Plans to redesign the downtown BART station drew a range of reactions at an open house presentation over the weekend. 

Consultants from Community Design and Architecture presented four sketches of design options for a reconfigured downtown transit area Saturday, under the stewardship of the city of Berkeley, AC Transit and BART. 

The schemes, paid for with a $75,000 grant from the Metropolitan Transportation Commission and $15,000 of city money, were outlined on poster board in the meeting room of the Berkeley Public Library. Public comment was invited. 

The primary goal of the study was to float ideas for improving downtown’s transportation accessibility while maintaining commercial and cultural development. 

“It’s clear people aren’t happy with what’s there today and want that redesigned,” said Phil Erickson, of Community Design and Architecture. 

Options range from implementing a few major changes to reconfiguring the streetscape to allot for a centralized “historical” transit hub. They are as follows: 

• Option 1 would maintain the existing street layout. The most significant change would be to design enhancements to the BART rotunda at Shattuck Avenue and Center Street, as well as the possible addition of free-standing kiosks. 

• Option 2 would remove the Shattuck couplet—the division of Shattuck into one-way lanes flanking a commercial island north of Center—and reconfigure traffic to travel along two lanes in each direction. An open space on the east side of Shattuck at Center would also be included. The rotunda would be revamped. 

• Option 3 would remove the rotunda and place the main BART entrance on the east side of Shattuck at Center. Traffic along the Shattuck couplet would be redirected along four lanes on Shattuck west and two lanes on Shattuck east.  

• Option 4, referred to as the historical model, would create a centralized transit plaza for BART and buses in the heart of downtown. The BART rotunda would be eliminated, as would through traffic on Center at Shattuck. The traffic configuration on Shattuck would remain as is.  

All four plans include designated bus lanes for Bus Rapid Transit (BRT), the accelerated AC Transit line that earned a fair amount of criticism Saturday in the form of brightly colored post-it notes affixed to the designs: “Say no to BRT,” “There should be no bus-only lanes and no cooperation with AC Transit’s BRT scheme,” and “Really, really dumb. Don’t they notice that the monster buses are always empty?” 

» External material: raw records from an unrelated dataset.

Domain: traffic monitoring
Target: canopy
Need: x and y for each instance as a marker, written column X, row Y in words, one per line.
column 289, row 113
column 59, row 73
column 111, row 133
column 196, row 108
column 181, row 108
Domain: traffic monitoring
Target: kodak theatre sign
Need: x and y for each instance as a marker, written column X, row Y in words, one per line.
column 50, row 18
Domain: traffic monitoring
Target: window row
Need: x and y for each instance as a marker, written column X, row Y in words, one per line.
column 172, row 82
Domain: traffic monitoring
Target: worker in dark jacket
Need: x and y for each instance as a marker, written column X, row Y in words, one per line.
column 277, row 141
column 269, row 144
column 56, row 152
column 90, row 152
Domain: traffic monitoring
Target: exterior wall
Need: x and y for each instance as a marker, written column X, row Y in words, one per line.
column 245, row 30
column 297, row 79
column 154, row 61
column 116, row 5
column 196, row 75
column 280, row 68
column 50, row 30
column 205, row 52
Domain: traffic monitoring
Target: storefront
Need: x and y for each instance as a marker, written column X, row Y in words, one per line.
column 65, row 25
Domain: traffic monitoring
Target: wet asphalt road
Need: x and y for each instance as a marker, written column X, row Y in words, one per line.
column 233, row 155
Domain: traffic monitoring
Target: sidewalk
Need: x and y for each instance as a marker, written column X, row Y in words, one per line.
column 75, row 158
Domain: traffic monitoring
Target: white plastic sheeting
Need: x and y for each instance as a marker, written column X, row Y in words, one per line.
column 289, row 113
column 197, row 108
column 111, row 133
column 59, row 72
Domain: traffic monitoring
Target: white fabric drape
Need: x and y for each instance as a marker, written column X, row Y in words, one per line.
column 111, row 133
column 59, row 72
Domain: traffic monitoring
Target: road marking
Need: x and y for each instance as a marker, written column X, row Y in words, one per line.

East Bay BRT would run from San Leandro through Oakland to Berkeley, ending north of Center in downtown Berkeley. The project is still in an early phase, as an environmental impact report initially due out last fall has yet to be released. Tentative plans are now scheduled for summer. 

Nonetheless, some residents are ramping up their battle against a transit line they fear will be underutilized and harmful to city traffic flow.  

Principal Transportation Planner for the City of Berkeley Matt Nichols emphasized that design options must take BRT into account, regardless of whether it’s implemented. Besides, he said, the redesign aims to improve downtown transportation more generally.  

“It makes transit work better whether there’s Bus Rapid Transit or not,” he said.  

Public opinion on the four options varied from general concerns about public restrooms, preservation of trees and bicycle thoroughfares to design-specific comments, like the effects of closing Center to through traffic and how pedestrians would fare if Shattuck west became two-way. 

Cost estimates for the project are yet undetermined, though consultants say the more drastic options (three and four) would be pricey. Those options also seemed to garner greater public support than the other two. 

Transportation Commissioner Rob Wrenn advocated for a fifth option: running BRT north on Shattuck up to University Avenue, and south on Oxford Street, and closing that side of Shattuck to car traffic. That would make the street more pedestrian-friendly and remove the daunting task of fitting two designated bus lanes onto an already crowded artery, he said. The idea was floated by AC Transit, but was not included as a preliminary design option.  

The next step is to organize public comments then to whittle down the options, Erickson said.